Только мне надо сухой из этой воды выйти. Как угодно, любыми средствами и способами, но выйти.
– Мне нужна копия, чтобы показать юристам, – всё-таки хватаюсь хоть за один малейший шанс, чтобы с договором было что-то не в порядке.
– Конечно. Без проблем. Я знал, что вы это скажете.
Он тут же протягивает мне второй экземпляр. Он не сомневается ни на миг в том, что делает.
Молча забираю бумагу и убираю её в сумку, даже не удостоив его благодарности.
– Если это всё, теперь я хочу узнать: так по каким причинам я вас должен возненавидеть?
– Я вашу дочку отправила час назад в обезьянник и написала на неё заявление по уголовной статье.
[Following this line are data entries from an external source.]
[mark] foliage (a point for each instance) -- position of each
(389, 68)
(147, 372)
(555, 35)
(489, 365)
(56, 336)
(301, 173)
Моя реплика звучит спокойно, почти буднично, но эффект – мгновенный. Вижу, как меняется лицо Воронова, и почему-то не могу сдержать ехидную улыбку.
– Куда отправили? – переспрашивает Воронов, и в его голосе притворное непонимание, будто он не расслышал.
– В обезьянник. Ну, можно и другим языком назвать, если вы, случаем, не знаете, что такое обезьянник. Изолятор временного содержания. Место заключения для нарушителей правопорядка и закона. Так яснее?
Он замолкает. Я жду его реакции, готовясь к взрыву и негодованию. Жду как он, спустив на меня всех собак, бросится звонить всем подряд и спасать свою ненаглядную дочь.